Die Zukunft von Unternehmen in der Roten Biotechnologie hängt ganz wesentlich von der Qualität der klinischen Forschungspipeline ab. Sind dort viele hochwertige Produkte zu finden, ist es für die Firma wahrscheinlich leichter, neue Investoren zu gewinnen und zusätzliche Finanzierungsquellen zu erschließen. Ein Blick auf die klinische Entwicklungspipeline der österreichischen Firmen zeigt: Die 68 dedizierten Biotechnologie-Unternehmen haben im Jahr 2012 an 92 neuen Wirkstoffkandidaten gearbeitet. Die Pipeline ist damit gerade in den beiden vergangenen Jahren noch einmal ausgebaut worden. 2010 arbeiteten 52 Biotech-Firmen nur an 80 Substanzen. Der Schwerpunkt der Forschungs- und Entwicklungsarbeiten liegt dabei auf biologischen Molekülen wie Antikörpern, Proteinen oder Impfstoffen.

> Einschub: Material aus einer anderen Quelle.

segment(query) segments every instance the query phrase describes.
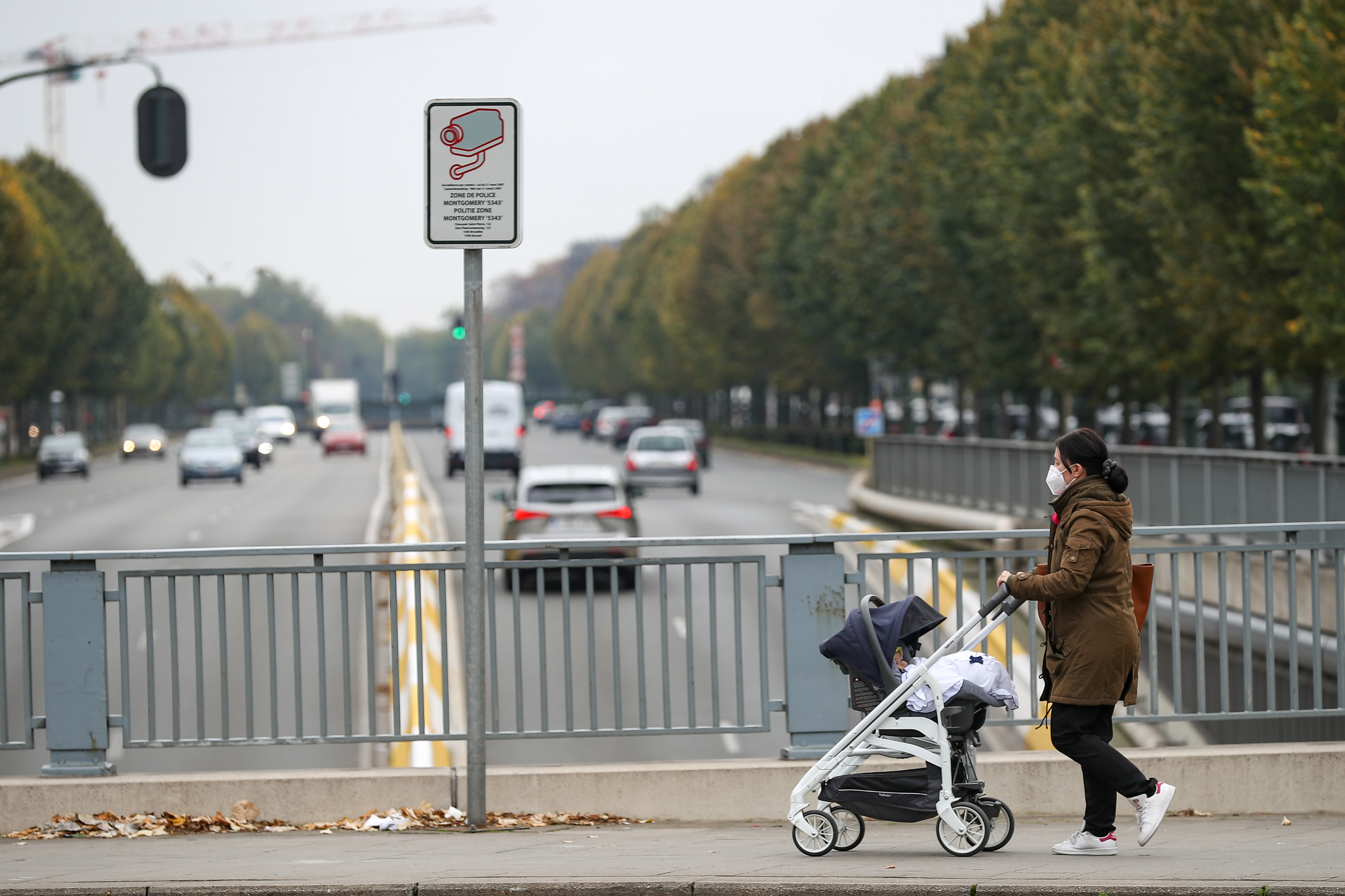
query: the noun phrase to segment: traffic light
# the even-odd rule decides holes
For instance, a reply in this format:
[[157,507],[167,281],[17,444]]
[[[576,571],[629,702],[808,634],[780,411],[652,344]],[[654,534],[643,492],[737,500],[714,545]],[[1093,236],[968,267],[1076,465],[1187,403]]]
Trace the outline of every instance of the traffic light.
[[187,164],[187,102],[172,87],[151,87],[136,106],[140,167],[155,177],[172,177]]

In zwei Drittel der Projekte (63) steht ein biopharmazeutischer Wirkstoffkandidat im Mittelpunkt der Bemühungen. Zusätzlich treiben die Biotech-Firmen Österreichs in 29 Programmen die Entwicklung eines chemisch synthetisierten niedermolekularen Wirkstoffs voran.  Fast ein Drittel der Firmen (20; 29,4%) arbeitet an neuen Behandlungsmöglichkeiten für Krebs. Ebensoviele Firmen entwickelten neue Arzneien gegen Infektionskrankheiten (20; 29,4%). Der dritte große Bereich, der von vielen Unternehmen bearbeitet wurde, waren Atemwegserkrankungen (8; 11,8%)

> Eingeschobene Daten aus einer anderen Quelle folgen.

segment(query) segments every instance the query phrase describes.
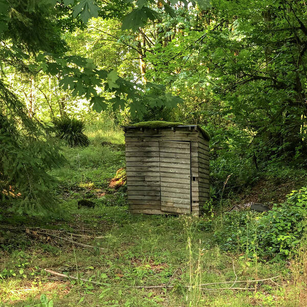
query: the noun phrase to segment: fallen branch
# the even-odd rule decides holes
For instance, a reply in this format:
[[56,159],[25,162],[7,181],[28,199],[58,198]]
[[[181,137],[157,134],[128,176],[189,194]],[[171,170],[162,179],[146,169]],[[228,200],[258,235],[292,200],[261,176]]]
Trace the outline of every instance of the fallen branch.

Zu den am weitesten fortgeschrittenen Entwicklungsprojekten gehört eine Antikörper-Arznei zur Behandlung von Hirntumoren in Kindern. Das Wiener Unternehmen Apeiron Biologics AG in Wien entwickelt im Projekt APN311 einen monoklonalen Antikörper, der das GD2-Antigen auf Tumorzellen eines Neuroblastoms erkennen und angreifen soll. Im Jahr 2012 liefen mehrere klinische Studien der Phase III. Dies ist der letzte Entwicklungsschritt vor einem Zulassungsantrag bei den Aufsichtsbehörden.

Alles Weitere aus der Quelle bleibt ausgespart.